ZER FÜHRER REGRETS TO INFORM YOU YOUR SON HAZ BEEN DROWNED IN ZER PO.
    Through ancient Capua, over the Volturno, Sparanise, Teano; all the roads I’d passed through in action. Memories of 19 Battery, the sound of the guns, the shout of fire orders, now all passing into the dreamtime. Through Cassino, and above it the ruined abbey, a monument to Allied stupidity. We rabbit, joke and laugh our way. Come evening we reach our destination. ‘56 Area Rest Camp Welcomes You’. It’s like Belsen with food.
    “This is yours,” says a lumpy Corporal, opening the door of a Nissen hut. It is a paradise of wooden beds and blankets!
    “So,” says Len Prosser with an expansive gesture, “ this is Broadway!”
    We get comfortable, try the beds for lumps. QMS Ward is to speak.
    He holds up a hand like Custer halting the 7 th Cavalry. “Ye-o-oh.” He reads from a stained paper. “The first gig is tomorrow, Crusaders Officers’ Club, leave here 1900 hours, best battledress.”
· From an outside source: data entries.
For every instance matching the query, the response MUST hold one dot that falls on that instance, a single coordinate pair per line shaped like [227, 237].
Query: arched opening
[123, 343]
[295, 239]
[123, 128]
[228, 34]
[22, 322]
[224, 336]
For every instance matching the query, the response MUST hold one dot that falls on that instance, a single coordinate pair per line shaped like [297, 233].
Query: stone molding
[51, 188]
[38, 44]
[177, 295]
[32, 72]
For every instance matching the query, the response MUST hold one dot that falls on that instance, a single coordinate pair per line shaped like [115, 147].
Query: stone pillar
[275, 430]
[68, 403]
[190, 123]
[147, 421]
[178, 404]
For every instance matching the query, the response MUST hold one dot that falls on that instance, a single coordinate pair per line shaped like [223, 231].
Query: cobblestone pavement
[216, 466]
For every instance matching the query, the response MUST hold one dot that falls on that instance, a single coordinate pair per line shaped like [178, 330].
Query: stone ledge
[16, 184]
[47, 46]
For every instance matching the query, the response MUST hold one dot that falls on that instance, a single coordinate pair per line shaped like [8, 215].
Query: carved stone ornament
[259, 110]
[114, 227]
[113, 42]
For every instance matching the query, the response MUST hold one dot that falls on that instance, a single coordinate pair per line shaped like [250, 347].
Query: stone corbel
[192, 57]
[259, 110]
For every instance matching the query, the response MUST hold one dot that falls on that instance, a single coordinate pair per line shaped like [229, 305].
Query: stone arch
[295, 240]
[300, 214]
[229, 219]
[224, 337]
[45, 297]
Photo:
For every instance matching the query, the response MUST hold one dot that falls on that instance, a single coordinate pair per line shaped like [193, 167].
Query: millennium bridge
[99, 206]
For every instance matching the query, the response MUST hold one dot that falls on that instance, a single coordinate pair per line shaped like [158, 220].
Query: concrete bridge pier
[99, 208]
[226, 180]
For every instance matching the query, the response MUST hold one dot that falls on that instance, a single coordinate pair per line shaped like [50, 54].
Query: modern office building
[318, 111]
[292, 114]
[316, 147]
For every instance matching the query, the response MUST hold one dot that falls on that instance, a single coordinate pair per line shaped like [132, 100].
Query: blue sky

    We have the evening to ourselves. Ah! The Alexander Club! We walk out in the sunlit wide streets; people here in no way resemble their grotty cousins in Naples. Lots of pretty girls. On the Via XX September we find the Alexander Club. It is a massive modern concrete and glass horror, a sort of Orson Wells of architecture. Inside a milling sea of squaddies, a cacophony of rattling plates, cups, knives, forks and spoons; it sounds like Lyons Corner House going over Niagara Falls. “Christ!” says Jim Manning. “Aren’t there any bleedin’ soldiers at the front?” He’s wrong. We join a queue for tea and all the soldiers are at the front. It winds back two hundred yards. We look like the Israelites crossing the Red Sea. Tea, buns, fags; fags, buns, tea; buns, tea, fags. Opposite the Alexander is a chrome and glass Italian barber’s. Smart glossy-haired white-jacketed Largo Factotums are in attendance. Len and I are grovelled into our foot-operated adjustable chairs, crisp white sheets are tucked around our necks. I had never savoured the delights of an Italian shave, and now he was whisking up the lather like an egg white. I hadn’t seen such manual dexterity since Mademoiselle Fifi le Toof of the Cages, Bombay. With a chamois leather cloth he cleans my skin with an astringent. With fast revolving circles he lathers me with an aromatic soap made from almond oil. It’s all too good for me. Honing a razor on a black leather strap, he gently scrapes upwards, the bristles falling in hundreds. He feels for any areas he has missed and plies the blade over them, repeating the whole process twice. It’s all done with a marvellous rhythmic precision, the blade so sharp that there is no pulling or tearing of the skin. A glance in the mirror, no shaving soap remains. Now he applies hot towels that he juggles from hand to hand to release the heat. The face is enveloped and the smell of cologne rises with the steam. This done, an ice cold astringent is patted on to the skin. It’s taken twenty-five minutes. We have seen a great artist at work. Len has asked his to marry him. My face feels like fine velvet; I am reeking of a cologne that will make a woman rip her clothes off at fifty paces. I must hurry on to the streets before it wears off.